Nous sommes donc là on l’interface du droit et de la biologie. Le développement des nouveaux médicaments et les thérapies cellulaires, géniques, supposent une adaptation de la norme juridique.
NORMES
Revue Sociologie Santé
8 rue du Général Bordas 33400 Talence
Les textes soumis au Comité de rédaction de la Revue Sociologie Santé doivent être adressés par courrier électronique à sociologie_sante_redaction@yahoo.fr ou à kotobi@free.fr
Ils sont dactylographiés selon la forme la plus simple : les titres et sous-titres sont numérotés sans être hiérarchisés par une police de caractères particulière. Les notes sont situées en bas de page (procédure d’appel de note à partir du logiciel Word). Les articles proposés ne peuvent dépasser 50 000 signes, espaces, notes, tableaux, graphiques et illustrations compris. Ils sont impérativement accompagnés d’un résumé en français et en anglais de 1 000 signes au maximum, portant également la traduction anglaise du titre de l’article ainsi que d’une série de mots-clefs, en français et en anglais.
Les nom et prénom(s) des auteurs des articles proposés sont accompagnés de leur titre et de leur adresse institutionnelle, et, si possible, d’un numéro de téléphone personnel (destiné à la seule rédaction) ainsi que d’une adresse électronique.
Conventions bibliographiques
Nous recommandons aux auteurs d’adopter les normes typographiques de l’éditeur : times 10 espacement 12.

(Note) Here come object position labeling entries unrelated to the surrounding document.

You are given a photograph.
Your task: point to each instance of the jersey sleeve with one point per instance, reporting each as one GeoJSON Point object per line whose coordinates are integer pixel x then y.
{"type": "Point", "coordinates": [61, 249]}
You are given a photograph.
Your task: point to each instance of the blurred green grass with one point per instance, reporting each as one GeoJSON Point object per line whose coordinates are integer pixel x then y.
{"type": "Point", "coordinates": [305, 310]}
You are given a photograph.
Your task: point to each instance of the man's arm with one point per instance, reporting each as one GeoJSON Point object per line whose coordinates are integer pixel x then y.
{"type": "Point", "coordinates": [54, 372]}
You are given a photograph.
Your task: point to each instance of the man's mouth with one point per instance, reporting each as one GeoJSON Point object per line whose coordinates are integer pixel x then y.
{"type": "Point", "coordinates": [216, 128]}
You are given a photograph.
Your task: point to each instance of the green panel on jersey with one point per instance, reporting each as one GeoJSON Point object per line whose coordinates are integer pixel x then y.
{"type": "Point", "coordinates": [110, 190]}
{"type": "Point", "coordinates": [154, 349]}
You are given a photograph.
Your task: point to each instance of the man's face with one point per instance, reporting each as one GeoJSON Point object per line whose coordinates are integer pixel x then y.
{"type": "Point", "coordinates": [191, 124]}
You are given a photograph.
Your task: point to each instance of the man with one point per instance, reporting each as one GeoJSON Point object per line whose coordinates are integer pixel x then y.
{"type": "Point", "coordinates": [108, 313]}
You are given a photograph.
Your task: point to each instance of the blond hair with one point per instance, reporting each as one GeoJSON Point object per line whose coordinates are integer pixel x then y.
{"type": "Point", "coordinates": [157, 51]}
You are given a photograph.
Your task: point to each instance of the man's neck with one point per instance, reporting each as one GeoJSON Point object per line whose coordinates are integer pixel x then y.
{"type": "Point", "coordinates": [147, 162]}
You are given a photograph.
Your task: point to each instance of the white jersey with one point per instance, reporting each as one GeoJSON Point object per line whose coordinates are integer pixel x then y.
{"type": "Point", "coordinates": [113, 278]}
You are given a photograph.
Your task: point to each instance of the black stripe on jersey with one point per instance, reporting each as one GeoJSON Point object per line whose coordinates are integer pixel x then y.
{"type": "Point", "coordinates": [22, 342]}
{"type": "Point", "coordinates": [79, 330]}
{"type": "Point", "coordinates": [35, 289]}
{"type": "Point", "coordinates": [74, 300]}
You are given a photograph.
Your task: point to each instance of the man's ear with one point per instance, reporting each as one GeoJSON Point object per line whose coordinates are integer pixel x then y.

Les conventions générales pour la bibliographie sont les suivantes :
Livres : NOM Prénom (en entiers), titre complet en italique, lieu d’édition, éditeur, année d’édition, nombre de pages.
Articles : NOM Prénom (en entier), « titre complet entre guillemets », titre de la revue (en entier et non abrégé), catalogue, actes... (en italique), date, numéro, pagination.
Contributions à des ouvrages collectifs : NOM Prénom (en entier), « titre entre guillemets », dans NOM Prénom (en entier) [dir.], titre de l’ouvrage, catalogue, actes, mélanges... (en italique), lieu d’édition, éditeur, année d’édition, pagination.
Enfin nous invitons les auteurs à proposer pour leur article un titre concis.
Figures et cartes
Figures, cartes et graphiques doivent être fournies avec leur titre sur support informatique et doivent pouvoir s’insérer dans le "gabarit" de la Revue à savoir : en largeur 12 cm maximum et en hauteur 18 cm maximum. L’auteur doit s’assurer de leur lisibilité. L’impression est en nuances de gris (donc pas en couleur).
Procédure d’expertise
Dès réception, les articles sont confiés à deux lecteurs choisis par le Comité de rédaction dans le conseil scientifique ou extérieurs à la revue. L’auteur est informé des suites données à son texte. Les manuscrits non retenus ne sont pas retournés. Les textes retenus sont renvoyés à l’auteur après corrections pour qu’il valide celles-ci ou apporte les modifications nécessaires.